UpStudy AI · Accepted Answer

To determine the relationship between a 90% confidence interval and a 99% confidence interval for a population proportion $$ p $$, we need to understand how confidence intervals are constructed.

1. **Confidence Level**: The confidence level indicates the degree of certainty that the interval contains the true population parameter. A higher confidence level means that we are more certain that the interval contains the true parameter.
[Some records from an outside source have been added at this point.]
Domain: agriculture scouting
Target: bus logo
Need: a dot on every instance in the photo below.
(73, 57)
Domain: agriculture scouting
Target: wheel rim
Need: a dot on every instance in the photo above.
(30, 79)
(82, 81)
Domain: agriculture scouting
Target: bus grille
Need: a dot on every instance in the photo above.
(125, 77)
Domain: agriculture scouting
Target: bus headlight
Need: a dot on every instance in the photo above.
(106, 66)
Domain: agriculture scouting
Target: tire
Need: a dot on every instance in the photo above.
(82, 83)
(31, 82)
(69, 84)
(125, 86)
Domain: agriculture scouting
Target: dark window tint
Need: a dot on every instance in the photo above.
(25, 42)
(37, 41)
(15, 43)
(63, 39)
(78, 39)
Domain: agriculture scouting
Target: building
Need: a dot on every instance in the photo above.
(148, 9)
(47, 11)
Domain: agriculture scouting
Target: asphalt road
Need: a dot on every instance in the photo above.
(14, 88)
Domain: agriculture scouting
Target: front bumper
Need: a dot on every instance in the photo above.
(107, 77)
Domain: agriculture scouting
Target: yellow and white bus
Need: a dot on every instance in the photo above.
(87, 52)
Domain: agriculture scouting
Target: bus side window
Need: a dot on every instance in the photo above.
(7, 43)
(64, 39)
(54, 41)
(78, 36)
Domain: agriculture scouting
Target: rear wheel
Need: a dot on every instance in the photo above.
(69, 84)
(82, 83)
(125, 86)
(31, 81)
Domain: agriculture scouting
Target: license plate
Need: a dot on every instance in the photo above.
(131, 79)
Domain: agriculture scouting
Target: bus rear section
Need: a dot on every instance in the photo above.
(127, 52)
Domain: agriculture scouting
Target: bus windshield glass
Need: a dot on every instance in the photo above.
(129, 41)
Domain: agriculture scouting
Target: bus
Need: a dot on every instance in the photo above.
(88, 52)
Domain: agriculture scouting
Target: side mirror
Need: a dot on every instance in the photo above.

2. **Margin of Error**: The margin of error in a confidence interval is influenced by the critical value associated with the confidence level. For a given sample size and sample proportion, the margin of error is calculated as:
   $$
   \text{Margin of Error} = z \cdot \sqrt{\frac{\overline{p}(1 - \overline{p})}{n}}
   $$
   where $$ z $$ is the z-score corresponding to the desired confidence level, $$ \overline{p} $$ is the sample proportion, and $$ n $$ is the sample size.

3. **Critical Values**:
   - For a 90% confidence level, the critical value $$ z $$ is approximately 1.645.
   - For a 99% confidence level, the critical value $$ z $$ is approximately 2.576.

4. **Comparison**:
   - Since the critical value for the 99% confidence interval (2.576) is greater than that for the 90% confidence interval (1.645), the margin of error for the 99% confidence interval will be larger.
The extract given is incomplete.